Monitor Tether’s attestations, reserve composition and equity cushion to gauge resilience during market shocks. (tether.io)
Risks, Scenarios
Bullish / constructive scenario
USDT maintains its peg, regulators finalize clear but workable rules, and Tether continues to demonstrate strong reserves and profits. In this case, USDT stays the default stablecoin for global crypto trading and DeFi.
Neutral scenario
USDT remains dominant but faces growing competition from regulated stablecoins and CBDC-like products. Some flows diversify, but USDT continues to trade near $1 with minor periodic de-pegs that get quickly arbitraged.
Bearish / stress scenario
A combination of regulatory shocks, reserve-asset volatility, or transparency failures could trigger a crisis of confidence, leading to redemptions, secondary-market discounts, and contagion across exchanges and DeFi that rely heavily on USDT.

Wrap It Up
This week’s Tether (USDT) weekly update ends on a familiar note: the peg is intact, liquidity is deep, and USDT remains the main settlement rail of the crypto market despite louder regulatory noise. Price barely budged from $1, even as headlines focused on frozen funds, reserve disclosures, and systemic-risk debates around stablecoins.
Looking ahead, the real story for traders and long-term users is not whether USDT can move a fraction of a cent, but how Tether navigates growing policy pressure while maintaining market confidence. Keeping an eye on attestations, reserve composition, and new rules around global stablecoin issuers will be just as important as monitoring the $0.995–$1.005 band. This is not financial advice; always do your own research
FAQs
Q : Why did Tether (USDT) barely move in price this week?

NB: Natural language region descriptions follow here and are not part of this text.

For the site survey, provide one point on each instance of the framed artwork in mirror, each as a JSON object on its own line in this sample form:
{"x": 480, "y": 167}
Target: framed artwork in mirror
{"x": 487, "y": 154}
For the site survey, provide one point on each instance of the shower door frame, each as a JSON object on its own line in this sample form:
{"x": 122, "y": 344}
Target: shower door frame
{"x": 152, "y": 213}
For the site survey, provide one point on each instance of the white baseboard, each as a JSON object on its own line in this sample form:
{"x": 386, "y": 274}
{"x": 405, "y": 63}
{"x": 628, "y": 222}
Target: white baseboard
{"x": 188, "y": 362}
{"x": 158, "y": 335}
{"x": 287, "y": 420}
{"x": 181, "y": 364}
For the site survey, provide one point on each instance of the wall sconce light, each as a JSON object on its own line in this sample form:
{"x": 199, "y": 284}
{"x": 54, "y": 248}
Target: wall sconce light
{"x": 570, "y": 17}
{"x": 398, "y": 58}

A : USDT is designed to track the U.S. dollar, so its price typically stays very close to $1. Over the last 7 days, it moved only about +0.03%, trading roughly between $0.999 and $1.002 on major exchanges well within its usual stablecoin band.

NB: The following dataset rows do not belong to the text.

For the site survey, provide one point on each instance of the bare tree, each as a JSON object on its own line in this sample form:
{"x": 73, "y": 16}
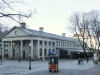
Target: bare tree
{"x": 9, "y": 14}
{"x": 85, "y": 27}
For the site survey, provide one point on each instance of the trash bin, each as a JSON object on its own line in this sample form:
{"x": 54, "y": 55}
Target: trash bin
{"x": 53, "y": 63}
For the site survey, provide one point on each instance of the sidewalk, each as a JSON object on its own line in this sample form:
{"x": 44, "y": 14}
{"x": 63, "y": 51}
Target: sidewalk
{"x": 13, "y": 67}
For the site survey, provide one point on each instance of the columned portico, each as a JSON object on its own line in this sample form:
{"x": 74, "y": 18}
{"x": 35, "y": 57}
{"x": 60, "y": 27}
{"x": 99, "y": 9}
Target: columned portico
{"x": 43, "y": 49}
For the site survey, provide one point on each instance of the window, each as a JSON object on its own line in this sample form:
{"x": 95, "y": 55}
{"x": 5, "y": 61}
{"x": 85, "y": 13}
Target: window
{"x": 53, "y": 50}
{"x": 40, "y": 42}
{"x": 56, "y": 43}
{"x": 23, "y": 43}
{"x": 53, "y": 44}
{"x": 40, "y": 52}
{"x": 45, "y": 52}
{"x": 45, "y": 43}
{"x": 63, "y": 44}
{"x": 49, "y": 43}
{"x": 13, "y": 43}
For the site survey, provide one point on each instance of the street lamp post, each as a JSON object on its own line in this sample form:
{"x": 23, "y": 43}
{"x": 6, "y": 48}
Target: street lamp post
{"x": 29, "y": 62}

Q : What are the key levels to watch for USDT right now?
A : For most traders, the main levels are around $0.995 on the downside and $1.005 on the upside. Sustained trading below $0.995 can indicate peg stress, while moves above $1.005 often signal short-term liquidity imbalances or exchange-specific issues that arbitrage tends to correct quickly.

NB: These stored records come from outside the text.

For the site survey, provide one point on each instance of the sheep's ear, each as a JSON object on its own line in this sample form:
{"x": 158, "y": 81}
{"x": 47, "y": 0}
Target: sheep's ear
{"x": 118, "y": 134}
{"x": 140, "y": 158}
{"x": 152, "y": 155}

Q : How serious is the news that Tether froze $4.2B in USDT?
A : Tether’s disclosure that it has frozen about $4.2B of USDT linked to illicit activity mostly since 2023 highlights that USDT is centrally controlled and can be frozen at the issuer’s discretion when requested by law enforcement. For some users this is a positive compliance signal; for others it raises concerns about censorship and counterparty risk.
Q : Are regulators putting new pressure on Tether and USDT?
A : Yes. Recent U.S. stablecoin legislation like the GENIUS Act and new guidance from the Office of the Comptroller of the Currency increase expectations for how payment stablecoin issuers, including foreign ones serving U.S. users, operate and manage reserves. This doesn’t automatically threaten the peg, but it does shape Tether’s business model and compliance obligations.
Q : Is holding USDT “safe” for the long term?
A : USDT aims to provide a stable, liquid dollar proxy inside crypto markets, but it still carries issuer, regulatory and reserve-management risks that traditional bank deposits or government bills may not. Long-term users should monitor Tether’s attestations, regulatory developments and diversification options, and consider speaking with a licensed financial professional about how (or if) USDT fits into their overall strategy.